I can't find a way to have a working signed url on Google App Engine Standard environment with Python3.7.

I have look at the documentation here : https://cloud.google.com/storage/docs/access-control/signing-urls-manually

Within a Google App Engine application, you can use the App Engine App Identity service to sign your string.

But the App Engine App Identity rely on google.appengine package, that is not availalble on python 3.7 env as explain here

Proprietary App Engine APIs are not available in Python 3. This section lists recommended replacements.

The overall goal is that your app should be fully portable and run in any standard Python environment. You write a standard Python app, not an App Engine Python app. As part of this shift, you are no longer required to use proprietary App Engine APIs and services for your app's core functionality. At this time, App Engine APIs are not available in the Python 3.7 runtime.

All the api on sdk rely on google.appengine and raise an exception on python 3.7 env : EnvironmentError('The App Engine APIs are not available.') raise here that rely on proprietary api :

try:
    from google.appengine.api import app_identity
except ImportError:
    app_identity = None

I know I can use many solution like ServiceAccountCredentials.from_json_keyfile_dict(service_account_dict) but I have to upload a file with credentials directly on app engine and I can't do it since the project credential will be expose on git or ci.

I really want to rely on default credential from app engine like other Google Cloud api like storage.Client() for example that work out of box.

Any suggestion ?

Answer 1

For Python interactions with Google Cloud use Python Client that is supported on App Engine standard Python 3 runtime.

To access Cloud Storage using google-cloud-storage from App Engine Standard:

1. Add dependency to the requirements.txt > google-cloud-storage==1.14.0
2. Use Storage Client library , authenticating with storage.Client() only.

Depending on what you need to achieve, I would also suggest trying different possible approaches:

1. Allow anonymous access for public data stored in the bucket.
2. For signed URL API call use Method: projects.serviceAccounts.signBlob . Documentation includes examples:
   • It is important to grant correct permissions to create tokens for Service account
   • You can also check how to use the API - explained on SO .
   • This example explains how to implement signing of the bucket URL using python

It is also possible to sign blobs with appengine api using:

google.appengine.api.app_identity.sign_blob()

Answer 2

This question might be old, but it's one the first ones to show on a Google search, so I thought it might help someone who comes looking in the future to post this here as well.

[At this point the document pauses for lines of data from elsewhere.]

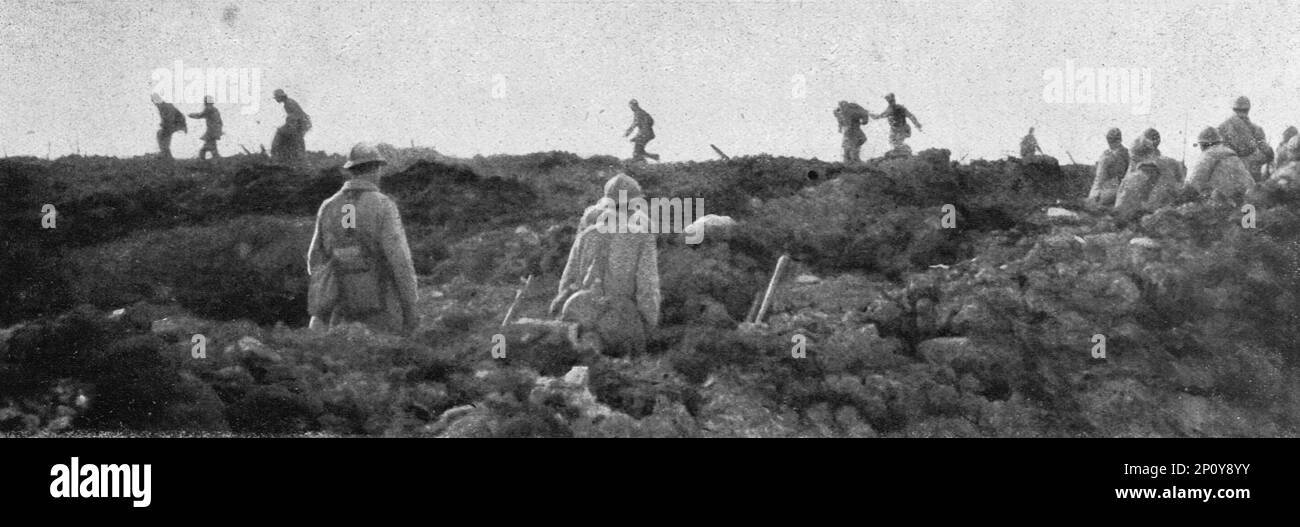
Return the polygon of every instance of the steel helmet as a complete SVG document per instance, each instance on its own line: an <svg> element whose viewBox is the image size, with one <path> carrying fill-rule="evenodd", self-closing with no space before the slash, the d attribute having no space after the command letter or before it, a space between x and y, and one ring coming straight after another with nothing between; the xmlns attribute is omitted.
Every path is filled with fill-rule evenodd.
<svg viewBox="0 0 1300 527"><path fill-rule="evenodd" d="M1142 137L1147 138L1156 146L1160 146L1160 132L1157 132L1155 128L1147 128L1142 132Z"/></svg>
<svg viewBox="0 0 1300 527"><path fill-rule="evenodd" d="M618 191L620 190L627 191L627 199L639 198L645 195L641 192L641 184L622 172L615 174L614 177L605 182L605 197L617 200Z"/></svg>
<svg viewBox="0 0 1300 527"><path fill-rule="evenodd" d="M214 102L216 102L216 99L213 99L211 95L203 96L203 104L212 104Z"/></svg>
<svg viewBox="0 0 1300 527"><path fill-rule="evenodd" d="M1215 130L1213 126L1207 126L1204 130L1201 130L1200 135L1196 136L1196 142L1192 144L1200 146L1214 145L1222 142L1223 138L1219 137L1219 131Z"/></svg>
<svg viewBox="0 0 1300 527"><path fill-rule="evenodd" d="M1237 97L1237 102L1232 105L1233 110L1250 111L1250 99L1245 95Z"/></svg>
<svg viewBox="0 0 1300 527"><path fill-rule="evenodd" d="M1133 140L1133 146L1130 146L1129 154L1133 159L1142 159L1156 153L1156 145L1151 144L1151 140L1145 137L1139 137Z"/></svg>
<svg viewBox="0 0 1300 527"><path fill-rule="evenodd" d="M385 161L384 156L379 154L379 147L374 143L362 142L352 147L352 151L348 153L348 162L343 163L343 168L353 168L366 163L387 165L388 161Z"/></svg>
<svg viewBox="0 0 1300 527"><path fill-rule="evenodd" d="M1106 130L1106 140L1120 141L1123 139L1124 139L1124 134L1119 131L1119 128L1111 128L1110 130Z"/></svg>
<svg viewBox="0 0 1300 527"><path fill-rule="evenodd" d="M153 101L154 104L162 104L163 102L162 96L156 93L150 93L149 100Z"/></svg>

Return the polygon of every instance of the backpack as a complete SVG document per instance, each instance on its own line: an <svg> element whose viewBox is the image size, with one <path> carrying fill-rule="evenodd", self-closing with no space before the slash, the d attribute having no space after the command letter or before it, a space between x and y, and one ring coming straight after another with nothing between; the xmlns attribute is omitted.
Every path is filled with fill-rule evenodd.
<svg viewBox="0 0 1300 527"><path fill-rule="evenodd" d="M609 245L612 240L600 240L601 247L582 277L582 288L564 302L560 317L594 327L609 308L605 294L605 278L609 271Z"/></svg>
<svg viewBox="0 0 1300 527"><path fill-rule="evenodd" d="M1255 130L1250 123L1238 117L1232 117L1219 127L1224 144L1228 145L1238 157L1247 157L1255 153Z"/></svg>
<svg viewBox="0 0 1300 527"><path fill-rule="evenodd" d="M344 192L345 204L355 205L362 193L370 190L350 189ZM384 310L380 278L380 259L368 240L355 225L344 228L330 248L329 269L338 288L335 309L349 317L365 317ZM328 289L326 289L328 291Z"/></svg>
<svg viewBox="0 0 1300 527"><path fill-rule="evenodd" d="M645 351L646 328L631 300L609 296L609 255L613 240L604 245L583 277L582 290L564 303L561 320L575 321L583 332L599 336L600 352L611 356Z"/></svg>

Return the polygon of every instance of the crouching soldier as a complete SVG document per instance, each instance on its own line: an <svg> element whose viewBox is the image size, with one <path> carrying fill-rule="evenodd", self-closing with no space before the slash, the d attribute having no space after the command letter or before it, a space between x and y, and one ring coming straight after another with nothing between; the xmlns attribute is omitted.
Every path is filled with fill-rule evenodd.
<svg viewBox="0 0 1300 527"><path fill-rule="evenodd" d="M321 204L307 252L312 274L312 328L361 322L409 335L415 313L415 265L397 204L379 191L387 164L369 143L352 147L343 165L351 178Z"/></svg>
<svg viewBox="0 0 1300 527"><path fill-rule="evenodd" d="M653 328L659 325L659 254L650 218L628 203L642 198L641 186L623 174L605 183L610 208L578 233L564 275L573 283L571 296L561 279L552 308L563 302L560 319L578 323L580 333L594 337L602 353L621 356L642 353Z"/></svg>
<svg viewBox="0 0 1300 527"><path fill-rule="evenodd" d="M1202 196L1240 205L1246 193L1255 187L1246 164L1223 144L1222 136L1214 127L1202 130L1195 145L1201 148L1201 159L1192 169L1187 186Z"/></svg>
<svg viewBox="0 0 1300 527"><path fill-rule="evenodd" d="M1124 219L1173 203L1183 187L1177 162L1158 154L1149 139L1134 141L1130 151L1133 169L1120 182L1115 198L1115 214Z"/></svg>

The answer @guillaume-blaquiere posted here does work, but it requires an additional step not mentioned, which is to add the Service Account Token Creator role in IAM to your default service account , which will allow said default service account to "Impersonate service accounts (create OAuth2 access tokens, sign blobs or JWTs, etc)."

This allows the default service account to sign blobs, as per the signBlob documentation .

I tried it on AppEngine and it worked perfectly once that permission was given.

import datetime as dt

from google import auth
from google.cloud import storage

# SCOPES = [
#     "https://www.googleapis.com/auth/devstorage.read_only",
#     "https://www.googleapis.com/auth/iam"
# ]

credentials, project = auth.default(
#     scopes=SCOPES
)
credentials.refresh(auth.transport.requests.Request())

expiration_timedelta = dt.timedelta(days=1)

storage_client = storage.Client(credentials=credentials)
bucket = storage_client.get_bucket("bucket_name")
blob = bucket.get_blob("blob_name")

signed_url = blob.generate_signed_url(
    expiration=expiration_timedelta,
    service_account_email=credentials.service_account_email,
    access_token=credentials.token,
)

I downloaded a key for the AppEngine default service account to test locally, and in order to make it work properly outside of the AppEngine environment, I had to add the proper scopes to the credentials, as per the commented lines setting the SCOPES . You can ignore them if running only in AppEngine itself.